A: Probably sports in general. Like I said, playing so many sports and loving athletics and wanting to be around it. So I finished my undergrad at Georgia in 2012, that was in May, then I got married in June and Drake Bernstein got the assistant job. That June or July he called me and said, ‘Hey, you want to come help us out?’ At the time I was ready to take some time away from tennis, but that really hasn’t happened, and gosh, that was 11 years ago.

Q: What made you choose to kind of take that job with the women’s team instead of taking that break away from tennis?

A: I think just because Drake asked. Drake and I have known each other since we first played each other in like a 12-and-under tennis tournament and then obviously became friends and went on to be teammates together at Georgia for two years and he asked me to help balance. At the time I was going to be the volunteer assistant with the women but I had a graduate assistantship with athletics, so I couldn’t coach, but I could take on like a manager role. So I just decided to give that a shot, more so because I thought it was going to be coaching, which was the plan. So just to be involved in athletics, and Drake, Drake asked and so it’s kind of hard to say no.

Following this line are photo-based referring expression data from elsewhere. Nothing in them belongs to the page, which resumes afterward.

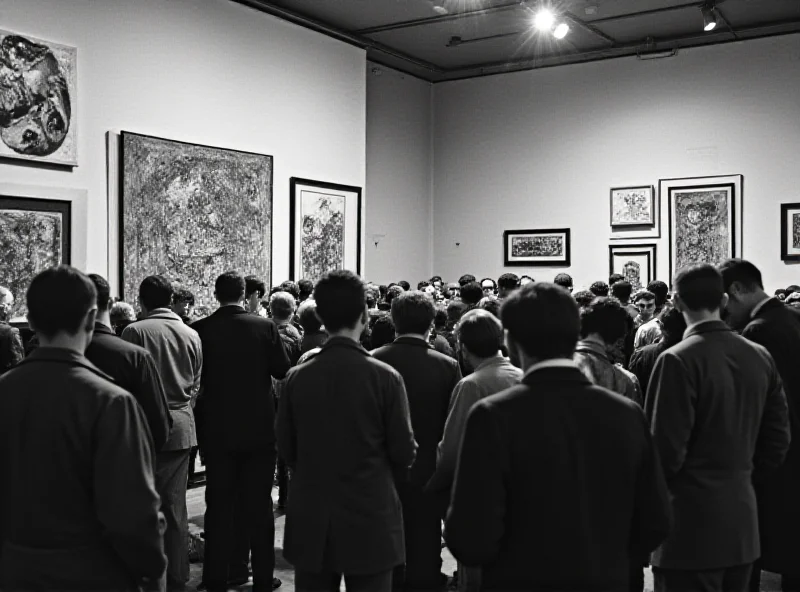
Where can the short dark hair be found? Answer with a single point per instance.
(103, 292)
(744, 272)
(660, 290)
(471, 293)
(606, 317)
(465, 279)
(58, 300)
(481, 333)
(599, 289)
(622, 290)
(508, 281)
(155, 291)
(564, 280)
(230, 287)
(543, 319)
(700, 287)
(413, 312)
(341, 300)
(252, 284)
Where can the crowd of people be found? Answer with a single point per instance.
(566, 439)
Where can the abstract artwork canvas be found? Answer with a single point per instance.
(325, 232)
(537, 247)
(191, 212)
(34, 235)
(38, 100)
(636, 263)
(705, 220)
(633, 206)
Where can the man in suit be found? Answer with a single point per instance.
(719, 420)
(558, 484)
(131, 366)
(344, 428)
(242, 353)
(178, 354)
(430, 378)
(78, 506)
(767, 321)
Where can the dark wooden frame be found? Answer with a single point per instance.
(785, 209)
(121, 208)
(633, 225)
(293, 210)
(566, 262)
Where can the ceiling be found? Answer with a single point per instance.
(440, 40)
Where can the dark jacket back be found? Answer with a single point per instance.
(242, 352)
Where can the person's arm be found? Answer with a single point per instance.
(671, 399)
(474, 525)
(126, 501)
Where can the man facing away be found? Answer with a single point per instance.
(769, 322)
(429, 378)
(343, 429)
(178, 354)
(78, 506)
(719, 421)
(242, 353)
(558, 484)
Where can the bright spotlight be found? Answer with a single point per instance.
(561, 31)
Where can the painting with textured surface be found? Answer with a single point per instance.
(38, 96)
(34, 235)
(191, 212)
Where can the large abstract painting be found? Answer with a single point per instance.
(34, 235)
(537, 247)
(705, 220)
(38, 92)
(325, 228)
(191, 212)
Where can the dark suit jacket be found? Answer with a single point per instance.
(134, 369)
(344, 427)
(430, 378)
(558, 486)
(718, 414)
(777, 327)
(242, 352)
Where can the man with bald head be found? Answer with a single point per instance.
(11, 352)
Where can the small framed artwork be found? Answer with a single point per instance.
(790, 232)
(325, 231)
(705, 219)
(636, 263)
(550, 247)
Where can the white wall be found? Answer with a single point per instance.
(205, 71)
(399, 176)
(541, 149)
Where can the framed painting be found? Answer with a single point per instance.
(191, 212)
(636, 263)
(705, 219)
(548, 247)
(34, 234)
(790, 232)
(38, 100)
(325, 228)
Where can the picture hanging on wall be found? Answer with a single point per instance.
(191, 212)
(548, 247)
(325, 228)
(38, 96)
(705, 219)
(790, 232)
(34, 235)
(636, 263)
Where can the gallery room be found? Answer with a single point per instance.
(629, 165)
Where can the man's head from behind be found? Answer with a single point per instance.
(62, 305)
(541, 322)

Q: With the NCAA tournament coming up, how do you help your players prepare coming off the SEC tournament?

A: I think just reminding them of where we’ve been and the improvement and success we’ve had. We look at our record, we were 5-5. I think we lost our first two, won the next three and then I think we went loss, win, loss. Then I think it went 16 of the last 18, so just reminding them of that. I mean look, we’re a long way from where we started this season, and I think it’s a testament to the resilience of this team. It’s not easy, they keep that on the forefront and continue to work hard. I think that more and more success is coming.

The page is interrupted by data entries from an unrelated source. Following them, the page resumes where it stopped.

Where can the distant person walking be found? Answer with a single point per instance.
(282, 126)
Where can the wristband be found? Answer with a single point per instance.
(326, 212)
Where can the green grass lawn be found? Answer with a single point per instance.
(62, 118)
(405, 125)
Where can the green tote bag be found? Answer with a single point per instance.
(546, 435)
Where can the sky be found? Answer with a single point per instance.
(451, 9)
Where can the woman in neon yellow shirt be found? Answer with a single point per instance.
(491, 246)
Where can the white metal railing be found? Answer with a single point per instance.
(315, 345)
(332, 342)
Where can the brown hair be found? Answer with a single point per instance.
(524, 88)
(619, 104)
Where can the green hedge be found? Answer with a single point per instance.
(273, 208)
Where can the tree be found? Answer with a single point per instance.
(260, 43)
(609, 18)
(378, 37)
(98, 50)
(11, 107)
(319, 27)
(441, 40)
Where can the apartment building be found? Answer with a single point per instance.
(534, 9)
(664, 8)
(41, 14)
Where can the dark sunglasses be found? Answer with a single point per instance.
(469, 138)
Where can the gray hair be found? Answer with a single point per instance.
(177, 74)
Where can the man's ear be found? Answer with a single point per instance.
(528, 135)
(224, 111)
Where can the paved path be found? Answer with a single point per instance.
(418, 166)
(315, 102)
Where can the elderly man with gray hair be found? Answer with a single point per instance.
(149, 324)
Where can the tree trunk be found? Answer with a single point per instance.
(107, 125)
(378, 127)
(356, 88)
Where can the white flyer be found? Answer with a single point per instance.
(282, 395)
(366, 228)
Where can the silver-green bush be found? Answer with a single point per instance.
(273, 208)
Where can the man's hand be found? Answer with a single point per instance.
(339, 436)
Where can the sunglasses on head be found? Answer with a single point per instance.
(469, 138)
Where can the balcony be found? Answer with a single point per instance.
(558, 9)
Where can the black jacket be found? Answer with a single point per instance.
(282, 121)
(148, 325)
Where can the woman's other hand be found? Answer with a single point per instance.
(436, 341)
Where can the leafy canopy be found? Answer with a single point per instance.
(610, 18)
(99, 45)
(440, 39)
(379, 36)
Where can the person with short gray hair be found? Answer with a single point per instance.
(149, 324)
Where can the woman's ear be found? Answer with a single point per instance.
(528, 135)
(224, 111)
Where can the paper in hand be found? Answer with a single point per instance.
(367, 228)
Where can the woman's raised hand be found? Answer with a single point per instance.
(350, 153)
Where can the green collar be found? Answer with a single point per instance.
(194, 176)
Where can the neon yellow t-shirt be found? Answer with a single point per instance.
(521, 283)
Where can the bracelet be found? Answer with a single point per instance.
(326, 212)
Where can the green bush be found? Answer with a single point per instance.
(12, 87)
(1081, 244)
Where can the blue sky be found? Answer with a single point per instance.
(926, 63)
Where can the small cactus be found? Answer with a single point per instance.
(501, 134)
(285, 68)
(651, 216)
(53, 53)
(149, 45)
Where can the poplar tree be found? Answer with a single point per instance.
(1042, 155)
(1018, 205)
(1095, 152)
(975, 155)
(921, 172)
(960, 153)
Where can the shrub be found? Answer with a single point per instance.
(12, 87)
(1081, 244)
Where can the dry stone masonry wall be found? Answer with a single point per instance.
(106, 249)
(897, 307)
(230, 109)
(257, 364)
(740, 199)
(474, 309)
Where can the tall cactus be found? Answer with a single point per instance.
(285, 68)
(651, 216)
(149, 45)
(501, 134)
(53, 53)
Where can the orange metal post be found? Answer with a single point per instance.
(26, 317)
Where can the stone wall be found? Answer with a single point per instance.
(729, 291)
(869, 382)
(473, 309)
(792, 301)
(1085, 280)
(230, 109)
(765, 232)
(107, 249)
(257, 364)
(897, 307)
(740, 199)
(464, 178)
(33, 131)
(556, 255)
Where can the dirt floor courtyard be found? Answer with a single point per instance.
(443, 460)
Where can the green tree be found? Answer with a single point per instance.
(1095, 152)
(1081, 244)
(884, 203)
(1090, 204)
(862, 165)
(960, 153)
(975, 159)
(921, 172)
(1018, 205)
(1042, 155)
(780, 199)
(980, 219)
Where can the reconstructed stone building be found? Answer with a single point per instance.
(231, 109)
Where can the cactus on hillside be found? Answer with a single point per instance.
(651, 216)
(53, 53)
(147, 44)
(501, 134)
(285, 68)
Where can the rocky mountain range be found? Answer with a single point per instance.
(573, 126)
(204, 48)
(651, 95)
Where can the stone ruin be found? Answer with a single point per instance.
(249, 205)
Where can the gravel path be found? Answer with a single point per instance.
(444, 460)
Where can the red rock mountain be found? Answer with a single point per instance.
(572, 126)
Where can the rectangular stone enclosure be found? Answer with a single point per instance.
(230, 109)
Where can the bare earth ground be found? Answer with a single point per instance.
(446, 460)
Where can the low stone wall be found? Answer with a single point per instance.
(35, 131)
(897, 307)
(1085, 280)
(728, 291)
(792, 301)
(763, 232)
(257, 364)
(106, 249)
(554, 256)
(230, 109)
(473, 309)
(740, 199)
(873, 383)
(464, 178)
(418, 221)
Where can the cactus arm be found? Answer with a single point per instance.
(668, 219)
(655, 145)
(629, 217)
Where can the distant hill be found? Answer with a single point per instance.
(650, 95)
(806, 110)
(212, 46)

Q: With such a busy postseason, what is your work life balance looking like right now?

A: I don’t know how much balance there is. I mean it’s difficult for anybody. Jamie has five kids, I’ve got four, so you just kind of take it a day at a time. Manny and Jamie are great to work with and work for because they understand just the challenges that come with. I’m not at the courts every day, I’m there a couple days a week and hopefully more as we lead up to NCAA. Practice times will change a bit with the semester coming to a close, but yeah they’ve been great about giving me the flexibility I need to, you know, drop off and pick up kids from school and extracurricular stuff. You just got to take it a day at a time and get through the end of May with your head above water.

Q: You’ve obviously had a lot of experience working in tennis, whether it be here with the women’s and men’s teams, you worked in Huntsville and at Jennings Mill, what has been your favorite experience you’ve had in your career?

A: Gosh I mean it’s this, hands down. That’s not to take away from any other experiences, but to coach at Georgia and to coach under Manny and Jamie, that takes the cake without question.

Alexis Gardner is a student in the Sports Media Certificate program at the University of Georgia’s Carmical Sports Media Institute.